Following the war many British servicemen who had served abroad in the Tropics returned home with malaria. In southeast England the infection was transmitted to local mosquitoes, with over 500 cases of indigenous malaria occuring in several counties, especially Kent and Essex. A special laboratory was set up at the Manor War Hospital to deal with the problem, under the control of Lt.-Col. Sydney Price James (1870-1946) of the Indian Medical Service. Sir Ronald Ross (1857-1932), who had received the Nobel Prize for discovering mosquitoes were the vector for malaria, was a frequent visitor to the laboratory. The outbreaks of malaria were successfully dealt with and ceased in 1921.
After West Park Hospital had opened in 1921, the mentally ill patients were transferred there from the Manor War Hospital and it became designated The Manor, a Certified Institution for Mental Defectives. The new patients continued to provide labour. Workshops enabled them to learn skills; they made brushes, shoes, baskets and clothing, and learned carpentry and sewing. They worked in the wards, kitchens, gardens and on the farm, helping to maintain the self-sufficiency of the Institution. Surplus products were sold to other institutions.
In 1922 Lt.-Col. James began to treat patients suffering from general paralysis of the insane (GPI), a disease caused by syphilitic invasion of the central nervous system, using malaria therapy. Initially malaria fever had been induced by injection of infected blood, but the Ministry of Health had decided that, as far as possible, the fever should be transmitted by the bites of mosquitoes. However, pilot studies at Cane Hill and Claybury Hospitals found that , in 1925 the malaria laboratory found that there was a strong risk that malaria could spread between patients. Therefore, the laboratory moved to the isolation ward block of the neighbouring Horton Hospital, where a specialist treatment centre and 'mosquito farm' was established.

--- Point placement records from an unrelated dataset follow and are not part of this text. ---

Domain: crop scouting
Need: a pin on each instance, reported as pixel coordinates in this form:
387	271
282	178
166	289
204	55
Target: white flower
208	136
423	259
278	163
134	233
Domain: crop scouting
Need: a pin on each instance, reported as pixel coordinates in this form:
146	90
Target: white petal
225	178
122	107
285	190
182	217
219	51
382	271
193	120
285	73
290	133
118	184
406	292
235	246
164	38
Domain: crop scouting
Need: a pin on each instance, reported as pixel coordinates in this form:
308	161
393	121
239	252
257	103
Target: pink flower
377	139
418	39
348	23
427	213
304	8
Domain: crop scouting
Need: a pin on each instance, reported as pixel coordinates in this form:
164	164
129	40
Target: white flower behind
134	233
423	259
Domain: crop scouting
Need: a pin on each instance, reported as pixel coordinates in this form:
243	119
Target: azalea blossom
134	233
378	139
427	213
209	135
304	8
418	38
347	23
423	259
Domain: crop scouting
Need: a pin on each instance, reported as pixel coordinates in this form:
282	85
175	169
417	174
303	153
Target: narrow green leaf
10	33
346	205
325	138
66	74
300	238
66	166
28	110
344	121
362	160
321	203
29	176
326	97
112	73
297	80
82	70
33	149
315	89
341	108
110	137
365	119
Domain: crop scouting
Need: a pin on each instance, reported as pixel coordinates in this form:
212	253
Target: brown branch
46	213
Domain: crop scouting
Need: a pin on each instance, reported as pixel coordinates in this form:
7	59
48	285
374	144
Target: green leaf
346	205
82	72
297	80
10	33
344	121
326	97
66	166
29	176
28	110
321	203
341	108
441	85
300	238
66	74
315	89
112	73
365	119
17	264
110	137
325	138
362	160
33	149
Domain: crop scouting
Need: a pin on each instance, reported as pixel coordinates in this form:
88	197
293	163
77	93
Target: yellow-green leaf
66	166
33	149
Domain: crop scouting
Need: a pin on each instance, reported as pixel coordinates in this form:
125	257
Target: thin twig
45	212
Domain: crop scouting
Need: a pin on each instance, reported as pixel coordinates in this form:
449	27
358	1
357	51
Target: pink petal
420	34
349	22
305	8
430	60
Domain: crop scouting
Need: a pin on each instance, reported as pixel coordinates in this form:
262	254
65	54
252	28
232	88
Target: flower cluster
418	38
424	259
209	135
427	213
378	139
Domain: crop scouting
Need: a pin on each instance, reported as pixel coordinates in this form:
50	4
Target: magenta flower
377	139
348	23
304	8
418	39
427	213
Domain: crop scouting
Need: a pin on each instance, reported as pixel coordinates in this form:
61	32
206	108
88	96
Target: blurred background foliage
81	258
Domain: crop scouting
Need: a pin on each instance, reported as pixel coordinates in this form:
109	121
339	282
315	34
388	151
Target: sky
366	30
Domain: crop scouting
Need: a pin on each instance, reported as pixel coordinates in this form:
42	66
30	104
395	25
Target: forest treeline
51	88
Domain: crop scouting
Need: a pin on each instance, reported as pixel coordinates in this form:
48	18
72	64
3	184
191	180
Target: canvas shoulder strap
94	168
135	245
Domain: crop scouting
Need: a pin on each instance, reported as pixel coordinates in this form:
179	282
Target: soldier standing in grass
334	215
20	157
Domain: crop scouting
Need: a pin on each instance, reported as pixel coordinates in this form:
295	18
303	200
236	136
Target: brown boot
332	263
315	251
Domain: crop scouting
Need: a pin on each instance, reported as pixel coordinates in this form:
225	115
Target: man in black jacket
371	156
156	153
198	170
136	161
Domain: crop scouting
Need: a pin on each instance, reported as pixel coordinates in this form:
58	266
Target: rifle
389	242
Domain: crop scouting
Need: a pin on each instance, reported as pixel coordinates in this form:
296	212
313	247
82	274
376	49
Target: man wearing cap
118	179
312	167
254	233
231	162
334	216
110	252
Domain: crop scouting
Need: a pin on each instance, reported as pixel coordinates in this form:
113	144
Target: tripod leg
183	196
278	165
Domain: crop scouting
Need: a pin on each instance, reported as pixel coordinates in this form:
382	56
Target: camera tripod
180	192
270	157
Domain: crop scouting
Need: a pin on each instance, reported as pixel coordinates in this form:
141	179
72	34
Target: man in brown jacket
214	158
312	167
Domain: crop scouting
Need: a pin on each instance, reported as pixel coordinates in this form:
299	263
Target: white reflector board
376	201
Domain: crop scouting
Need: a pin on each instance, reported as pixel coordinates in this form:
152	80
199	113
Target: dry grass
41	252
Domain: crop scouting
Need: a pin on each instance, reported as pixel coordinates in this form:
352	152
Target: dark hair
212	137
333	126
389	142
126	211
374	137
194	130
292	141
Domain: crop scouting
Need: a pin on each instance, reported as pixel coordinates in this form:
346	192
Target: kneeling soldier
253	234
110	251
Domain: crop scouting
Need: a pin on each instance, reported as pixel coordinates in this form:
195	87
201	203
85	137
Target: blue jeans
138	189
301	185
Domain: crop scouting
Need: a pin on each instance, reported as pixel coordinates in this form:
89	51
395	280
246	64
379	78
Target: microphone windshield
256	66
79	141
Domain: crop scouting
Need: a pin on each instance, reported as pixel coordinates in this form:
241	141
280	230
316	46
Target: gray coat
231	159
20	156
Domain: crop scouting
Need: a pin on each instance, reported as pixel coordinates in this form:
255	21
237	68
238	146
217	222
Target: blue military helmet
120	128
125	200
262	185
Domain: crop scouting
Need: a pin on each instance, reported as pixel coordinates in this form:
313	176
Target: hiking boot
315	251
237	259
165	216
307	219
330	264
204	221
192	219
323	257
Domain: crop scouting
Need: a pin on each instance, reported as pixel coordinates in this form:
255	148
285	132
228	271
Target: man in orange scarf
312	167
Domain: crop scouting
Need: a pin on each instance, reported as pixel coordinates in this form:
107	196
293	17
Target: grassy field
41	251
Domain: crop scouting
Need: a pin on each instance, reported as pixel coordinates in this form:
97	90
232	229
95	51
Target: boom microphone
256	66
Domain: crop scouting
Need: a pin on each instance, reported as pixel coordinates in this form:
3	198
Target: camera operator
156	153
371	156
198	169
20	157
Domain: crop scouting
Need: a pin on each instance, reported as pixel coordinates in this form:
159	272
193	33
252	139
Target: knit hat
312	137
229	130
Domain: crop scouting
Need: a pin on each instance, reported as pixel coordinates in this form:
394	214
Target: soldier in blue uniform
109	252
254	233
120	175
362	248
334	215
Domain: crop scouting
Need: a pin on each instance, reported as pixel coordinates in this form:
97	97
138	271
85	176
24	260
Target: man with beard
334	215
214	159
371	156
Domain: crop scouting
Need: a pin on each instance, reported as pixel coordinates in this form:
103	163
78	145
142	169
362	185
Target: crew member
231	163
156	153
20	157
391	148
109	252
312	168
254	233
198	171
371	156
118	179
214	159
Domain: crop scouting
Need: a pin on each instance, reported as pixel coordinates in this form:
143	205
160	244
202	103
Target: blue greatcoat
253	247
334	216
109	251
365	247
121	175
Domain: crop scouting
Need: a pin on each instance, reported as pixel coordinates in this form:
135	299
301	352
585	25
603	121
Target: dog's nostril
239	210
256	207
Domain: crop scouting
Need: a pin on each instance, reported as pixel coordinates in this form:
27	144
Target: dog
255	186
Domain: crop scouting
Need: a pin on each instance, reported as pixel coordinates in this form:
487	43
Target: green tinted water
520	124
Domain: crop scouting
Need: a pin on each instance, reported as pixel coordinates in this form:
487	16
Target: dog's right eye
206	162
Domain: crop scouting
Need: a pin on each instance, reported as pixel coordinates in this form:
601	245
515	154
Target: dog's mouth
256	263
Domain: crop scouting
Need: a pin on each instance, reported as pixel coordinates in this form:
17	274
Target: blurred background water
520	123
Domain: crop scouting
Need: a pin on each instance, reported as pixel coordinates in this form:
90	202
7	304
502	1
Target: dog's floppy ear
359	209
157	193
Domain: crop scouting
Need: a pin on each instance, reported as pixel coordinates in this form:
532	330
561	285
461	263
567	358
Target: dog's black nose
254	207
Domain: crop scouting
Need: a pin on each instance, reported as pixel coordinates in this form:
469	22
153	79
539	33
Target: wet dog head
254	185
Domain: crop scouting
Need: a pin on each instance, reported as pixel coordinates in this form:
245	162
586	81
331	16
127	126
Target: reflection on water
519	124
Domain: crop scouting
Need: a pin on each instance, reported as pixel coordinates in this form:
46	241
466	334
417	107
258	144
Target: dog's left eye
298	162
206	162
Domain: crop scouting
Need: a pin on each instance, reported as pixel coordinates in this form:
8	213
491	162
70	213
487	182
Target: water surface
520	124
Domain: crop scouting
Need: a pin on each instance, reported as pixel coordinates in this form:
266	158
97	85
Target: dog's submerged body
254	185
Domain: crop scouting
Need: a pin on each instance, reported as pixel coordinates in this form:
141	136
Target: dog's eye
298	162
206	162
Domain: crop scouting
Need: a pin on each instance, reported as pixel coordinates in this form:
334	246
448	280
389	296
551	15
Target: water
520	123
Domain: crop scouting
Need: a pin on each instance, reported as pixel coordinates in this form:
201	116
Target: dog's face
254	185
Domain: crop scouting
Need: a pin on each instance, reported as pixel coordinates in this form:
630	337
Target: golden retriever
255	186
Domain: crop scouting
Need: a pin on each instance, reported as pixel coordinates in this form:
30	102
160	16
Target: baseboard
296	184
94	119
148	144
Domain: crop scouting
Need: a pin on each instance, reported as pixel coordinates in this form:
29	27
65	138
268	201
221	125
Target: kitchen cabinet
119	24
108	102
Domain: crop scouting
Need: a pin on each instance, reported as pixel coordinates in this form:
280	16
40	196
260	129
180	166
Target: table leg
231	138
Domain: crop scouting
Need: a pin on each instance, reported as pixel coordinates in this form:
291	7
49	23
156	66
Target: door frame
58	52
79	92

In the 1930s Horton Lodge, a large mansion on Christchurch Road, was purchased by the LCC as an annexe for the Manor and West Park Hospitals. It was renamed Hollywood Lodge, to avoid confusion with Horton Hospital. Part of the Central Pumping and Power Station was converted as detached accommodation and named 'Sherwood'. In 1938 The Manor had 1292 beds.
During WW2, the Hospital suffered some bomb damage. It joined the NHS in 1948, caring for moderately mentally handicapped young adults and disturbed adolescents. It gained an international reputation in the field of industrial and behaviour therapy. In 1951 it had 1417 beds. In 1960 it had 1200 beds.
In 1971 it had 1067 beds, 25 of which were secure beds in locked wards. By this time the state of the temporary pavilions was causing concern. Built with a life expectancy of 15 years, they were still in use 70 years later. During the 1970s the Hospital was redeveloped and large single-storey red brick bungalow units with flat roofs were built on the eastern part of the site. The temporary 'huts' were demolished. In 1973 the Queen Elizabeth Hospital in Banstead Woods became a satellite of the Hospital. In 1975 the isolation hospital was demolished and new staff housing built on the site. The Hospital by this time had 1042 beds, including those in Hollywood Lodge, Sherwood, Aldingbourne House (a 60-bed unit near Chichester where patients would be sent for seaside holidays), Queen Elizabeth Hospital and Elizabeth House (a former Nurses' Home converted into a hostel for 55 patients working in the community). In 1979, now under the control of the Mid-Surrey Health District, it had 800 beds for mentally handicapped adults and children.
Following government policy of integrating patients into the community, the Hospital gradually emptied as patients were found alternative accommodation. In 1985 it had 621 beds, but by 1990 only 454. The thriving market garden run by the patients became more difficult to maintain, but continued to sell plants to the public from specially converted barns. The Hospital finally closed in 1996.